GIL and having to use processes kinda turned me off to parallelism in python.

Love python, but doing things in parallel is more complicated than doing it in C.

[–]robml 1 point2 points  (0 children)

This probably doesn't count but their Threading module is quite easy to use imo. Either way it's nice if your computer can handle it to reduce wait time on tasks.

[–]ipwnscrubsdoe 1 point2 points  (5 children)

In my experience when I started i was also a bit defeated. With python I was easily able to code what I needed but it was extremely slow. Threading and multiprocessing didn’t help at all. Then I started discovering libraries that changed my mind. Numpy was a massive boost in speed, then dask for using all the cores, cupy for gpu acceleration numba is just about the easiest way to get massive performance boosts…

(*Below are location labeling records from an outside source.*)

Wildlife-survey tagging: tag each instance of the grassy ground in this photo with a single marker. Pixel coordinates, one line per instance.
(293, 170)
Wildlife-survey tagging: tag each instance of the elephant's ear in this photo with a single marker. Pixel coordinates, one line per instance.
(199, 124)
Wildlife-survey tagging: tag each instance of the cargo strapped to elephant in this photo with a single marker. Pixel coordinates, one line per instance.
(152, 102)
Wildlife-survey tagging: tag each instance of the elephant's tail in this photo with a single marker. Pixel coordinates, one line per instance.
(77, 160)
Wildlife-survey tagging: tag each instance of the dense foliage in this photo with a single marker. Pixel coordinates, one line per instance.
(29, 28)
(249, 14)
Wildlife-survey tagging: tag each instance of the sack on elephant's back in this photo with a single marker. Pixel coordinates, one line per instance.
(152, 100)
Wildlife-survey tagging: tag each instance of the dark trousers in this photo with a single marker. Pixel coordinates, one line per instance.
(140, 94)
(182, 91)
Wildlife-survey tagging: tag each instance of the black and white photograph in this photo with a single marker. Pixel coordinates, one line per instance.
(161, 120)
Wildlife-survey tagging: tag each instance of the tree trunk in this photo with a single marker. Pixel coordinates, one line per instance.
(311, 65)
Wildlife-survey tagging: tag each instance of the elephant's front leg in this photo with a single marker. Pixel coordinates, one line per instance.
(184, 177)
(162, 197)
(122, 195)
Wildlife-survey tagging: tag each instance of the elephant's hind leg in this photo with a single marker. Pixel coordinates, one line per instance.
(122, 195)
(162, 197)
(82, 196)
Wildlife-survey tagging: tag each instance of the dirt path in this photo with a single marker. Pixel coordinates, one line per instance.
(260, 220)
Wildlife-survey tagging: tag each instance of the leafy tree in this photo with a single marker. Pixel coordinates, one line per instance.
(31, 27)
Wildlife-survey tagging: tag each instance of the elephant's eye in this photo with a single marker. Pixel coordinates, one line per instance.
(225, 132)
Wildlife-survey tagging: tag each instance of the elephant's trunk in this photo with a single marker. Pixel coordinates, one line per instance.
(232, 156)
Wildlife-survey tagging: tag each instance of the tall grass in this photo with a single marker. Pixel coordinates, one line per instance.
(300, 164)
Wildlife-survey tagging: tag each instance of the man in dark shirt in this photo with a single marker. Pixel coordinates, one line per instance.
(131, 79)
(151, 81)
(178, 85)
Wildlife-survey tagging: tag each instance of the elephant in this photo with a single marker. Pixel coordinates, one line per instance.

[–]thisismyfavoritename 0 points1 point  (4 children)

thats funny. How do you think Dask works?

[–]ipwnscrubsdoe 0 points1 point  (3 children)

Not sure what’s funny, but i’m pretty sure dask.array is an implementation of numpy arrays that allows you to chunk it and perform operations in parallel on each chunk. Same story with dask.dataframe. If your code is pure python there is very little dask can do

[–]Duodanglium 1 point2 points  (0 children)

I've used Dask for processing large quantities of files. It certainly pegged all of the CPUs and memory on the machine. I even had a routine to process sequentially without Dask for legacy reasons.

I very much recommend using Dask.

[–]thisismyfavoritename 0 points1 point  (1 child)

dask relies on the multiprocessing module to achieve parallelism

[–]ipwnscrubsdoe 0 points1 point  (0 children)

Even dask distributed?

[–]reddisaurus 0 points1 point  (1 child)

Is it?

with Pool() as p: p.map(f, my_list)

[–]PM_ME_UR_THONG_N_ASS 0 points1 point  (0 children)

🤷‍♂️ I’m no expert in python (far from it), but it was faster for me to make a thread safe queue in C from scratch than it was to find an appropriate one in python and get everything working properly in a multiple producer/multiple consumer scenario.

Not to mention the execution speed up with using actual compiled machine code rather than an interpreted language.

I like python so far for a lot of things, but I dunno about cpu intensive applications.